Estimates suggest that 20-80% of people withdrawing from antidepressants will experience problems[ii] that may last a few days, weeks or months and can, in extreme cases, last years or result in resumption of the drug as the only viable way to alleviate long-term withdrawal symptoms. Some of the side effects of antidepressant withdrawal mimic symptoms of depression or anxiety. Others, like extreme fatigue, brain zaps[iii], bizarre and disturbing dreams, dizziness, hypomanic behaviour, and digestive upsets[iv] may be unexpected[v]

One of the most common responses to antidepressant withdrawal is increased volatility of emotions for a while: what used to make you somewhat irritable may suddenly cause you to erupt with anger, a moderately sad movie may reduce you to tears, and a pleasant activity may rocket you to euphoria. This will pass, usually in a few days, but it’s helpful for you, your family, and perhaps your co-workers to be aware that this is a drug withdrawal reaction and not “you”.

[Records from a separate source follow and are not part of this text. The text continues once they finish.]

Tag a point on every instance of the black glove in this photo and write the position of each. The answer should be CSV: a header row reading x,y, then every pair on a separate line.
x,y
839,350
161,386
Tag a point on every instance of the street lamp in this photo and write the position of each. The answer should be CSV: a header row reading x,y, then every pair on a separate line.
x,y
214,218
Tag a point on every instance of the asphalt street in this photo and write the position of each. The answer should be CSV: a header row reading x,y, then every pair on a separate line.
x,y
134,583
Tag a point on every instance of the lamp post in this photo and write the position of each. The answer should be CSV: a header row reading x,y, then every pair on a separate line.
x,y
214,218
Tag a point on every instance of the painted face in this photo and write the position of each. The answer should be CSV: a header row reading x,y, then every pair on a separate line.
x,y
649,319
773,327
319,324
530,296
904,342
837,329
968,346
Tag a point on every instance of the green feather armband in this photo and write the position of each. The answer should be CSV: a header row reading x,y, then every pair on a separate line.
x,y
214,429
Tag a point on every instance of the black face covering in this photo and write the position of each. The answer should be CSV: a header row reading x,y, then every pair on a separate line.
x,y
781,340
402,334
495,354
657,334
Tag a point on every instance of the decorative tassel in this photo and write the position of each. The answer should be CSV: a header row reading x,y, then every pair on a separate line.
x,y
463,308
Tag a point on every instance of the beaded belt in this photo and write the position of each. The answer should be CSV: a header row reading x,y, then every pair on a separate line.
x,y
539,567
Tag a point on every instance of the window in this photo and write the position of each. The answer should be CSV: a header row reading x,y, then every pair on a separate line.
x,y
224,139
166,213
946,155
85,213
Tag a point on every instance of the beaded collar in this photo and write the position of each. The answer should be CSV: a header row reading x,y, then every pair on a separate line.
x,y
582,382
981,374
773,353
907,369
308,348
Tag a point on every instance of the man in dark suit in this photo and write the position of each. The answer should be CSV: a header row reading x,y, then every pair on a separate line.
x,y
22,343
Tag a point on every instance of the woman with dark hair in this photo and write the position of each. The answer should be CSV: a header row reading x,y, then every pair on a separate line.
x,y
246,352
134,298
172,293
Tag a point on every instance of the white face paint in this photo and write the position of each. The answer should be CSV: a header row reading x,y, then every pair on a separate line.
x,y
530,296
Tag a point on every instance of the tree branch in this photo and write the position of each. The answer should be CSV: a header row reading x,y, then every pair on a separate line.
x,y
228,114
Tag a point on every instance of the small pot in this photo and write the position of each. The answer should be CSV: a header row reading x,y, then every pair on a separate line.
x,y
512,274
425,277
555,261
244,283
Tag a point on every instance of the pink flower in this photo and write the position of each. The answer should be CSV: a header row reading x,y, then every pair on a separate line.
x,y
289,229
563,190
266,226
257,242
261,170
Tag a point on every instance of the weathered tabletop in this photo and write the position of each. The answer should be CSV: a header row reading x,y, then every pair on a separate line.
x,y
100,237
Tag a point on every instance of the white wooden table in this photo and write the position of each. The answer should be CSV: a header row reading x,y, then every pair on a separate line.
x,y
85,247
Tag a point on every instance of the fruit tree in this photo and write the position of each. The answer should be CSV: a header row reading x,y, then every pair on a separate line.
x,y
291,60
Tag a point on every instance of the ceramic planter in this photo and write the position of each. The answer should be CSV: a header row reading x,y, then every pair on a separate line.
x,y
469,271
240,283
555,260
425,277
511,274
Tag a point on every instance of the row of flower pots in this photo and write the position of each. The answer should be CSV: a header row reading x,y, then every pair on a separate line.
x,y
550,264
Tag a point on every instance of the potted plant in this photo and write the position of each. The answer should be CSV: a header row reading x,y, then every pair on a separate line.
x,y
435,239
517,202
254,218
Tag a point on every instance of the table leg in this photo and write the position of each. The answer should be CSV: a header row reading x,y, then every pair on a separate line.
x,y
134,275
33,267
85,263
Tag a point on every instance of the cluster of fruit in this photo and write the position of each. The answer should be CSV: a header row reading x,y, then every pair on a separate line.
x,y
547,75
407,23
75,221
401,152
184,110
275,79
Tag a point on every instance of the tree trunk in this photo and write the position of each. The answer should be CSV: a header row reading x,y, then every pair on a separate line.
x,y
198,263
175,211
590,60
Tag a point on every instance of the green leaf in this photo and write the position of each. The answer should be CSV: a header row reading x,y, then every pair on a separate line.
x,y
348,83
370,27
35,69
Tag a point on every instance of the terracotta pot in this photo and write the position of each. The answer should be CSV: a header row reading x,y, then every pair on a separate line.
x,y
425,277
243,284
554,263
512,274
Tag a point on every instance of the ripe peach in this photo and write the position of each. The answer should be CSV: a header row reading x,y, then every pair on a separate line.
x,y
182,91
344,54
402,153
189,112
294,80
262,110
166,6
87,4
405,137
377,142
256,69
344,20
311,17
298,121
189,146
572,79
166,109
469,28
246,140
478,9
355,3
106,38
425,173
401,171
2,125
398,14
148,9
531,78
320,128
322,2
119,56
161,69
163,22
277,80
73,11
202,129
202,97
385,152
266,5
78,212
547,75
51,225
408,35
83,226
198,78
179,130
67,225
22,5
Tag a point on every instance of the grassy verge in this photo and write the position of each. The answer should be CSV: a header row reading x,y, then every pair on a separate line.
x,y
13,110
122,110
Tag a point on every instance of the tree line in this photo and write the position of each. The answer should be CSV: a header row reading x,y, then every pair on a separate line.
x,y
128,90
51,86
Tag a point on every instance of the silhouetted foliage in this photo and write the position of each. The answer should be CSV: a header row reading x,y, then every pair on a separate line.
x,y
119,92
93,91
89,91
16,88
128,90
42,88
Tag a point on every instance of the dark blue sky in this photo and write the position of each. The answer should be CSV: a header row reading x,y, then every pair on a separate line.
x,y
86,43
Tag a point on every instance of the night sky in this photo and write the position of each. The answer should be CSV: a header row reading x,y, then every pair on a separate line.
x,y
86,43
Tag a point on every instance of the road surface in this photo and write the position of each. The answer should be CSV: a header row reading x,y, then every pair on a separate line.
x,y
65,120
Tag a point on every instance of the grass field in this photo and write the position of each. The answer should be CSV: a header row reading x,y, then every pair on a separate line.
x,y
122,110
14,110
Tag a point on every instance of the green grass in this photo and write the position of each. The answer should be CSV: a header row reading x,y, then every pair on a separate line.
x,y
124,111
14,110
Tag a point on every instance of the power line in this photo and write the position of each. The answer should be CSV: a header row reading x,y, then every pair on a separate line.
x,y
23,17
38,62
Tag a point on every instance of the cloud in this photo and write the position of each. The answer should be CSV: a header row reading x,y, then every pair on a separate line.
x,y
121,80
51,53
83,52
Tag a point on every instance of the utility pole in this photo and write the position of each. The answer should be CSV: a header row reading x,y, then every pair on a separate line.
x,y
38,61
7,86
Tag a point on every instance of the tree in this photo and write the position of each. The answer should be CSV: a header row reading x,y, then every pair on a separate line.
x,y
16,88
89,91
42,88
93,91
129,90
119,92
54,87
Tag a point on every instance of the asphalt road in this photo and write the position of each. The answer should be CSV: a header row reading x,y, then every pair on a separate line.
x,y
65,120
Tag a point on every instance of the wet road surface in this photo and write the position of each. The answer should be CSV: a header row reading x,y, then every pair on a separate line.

One reason why abrupt discontinuation is a concern is the small but significant risk of increased suicidality that may come with this increased emotional volatility, an increased risk that also occurs with initiation of the drug[vi]. This is also a good reason to consult your doctor before embarking on a discontinuation process. Doctors routinely monitor when you go on the drugs, but won’t know you are discontinuing them unless you tell them.

You should also tell the people you are living with (i.e., family) that you are decreasing your dose, and ask them for their support, even if your withdrawal symptoms are relatively mild. It helps if those around you can “cut you some slack” during what might be a somewhat challenging time.

Lastly, if you’ve decided to discontinue your AD, pick a time when stress levels are low. Don’t decide to discontinue your drug if you are feeling plagued by work stress, in the middle of a messy divorce, or selling your house—it won’t help!

In my next post on this topic, I share some guidelines for determining how fast you can comfortably discontinue your antidepressant.  You might also want to read my posts/articles on related topics:

Anxiety and Depression 

For more information on psychiatric drugs and alternative ways to understand and resolve a variety of mental "illness" issues, see my new book Reframing Mental Illness.

[i] Collateral Damage: A Mixed Methods Study to Investigate the Use and Withdrawal of Antidepressants Within a Naturalistic Population.
[iii] Brief, sharp, electrical-like sensations in the head
[iv] Very few people get ALL of these. Thank goodness!
[v] Details can be found in my thesis, but for a quicker and easier to read summary, here’s an excellent article by Christopher Lane from Psychology Today:


  1. I must say that overall I am really impressed with this blog.It is easy to see that you are impassioned about your writing. I wish I had got your ability to write. I look forward to more updates and will be returning. Trazodone price

    1. Thank you for your lovely comment, Susan. Appreciated.

  2. Just going through this article has helped a great deal. Regardless of what we see or hear, one is generally not the only one having these issues or misery does indeed love company.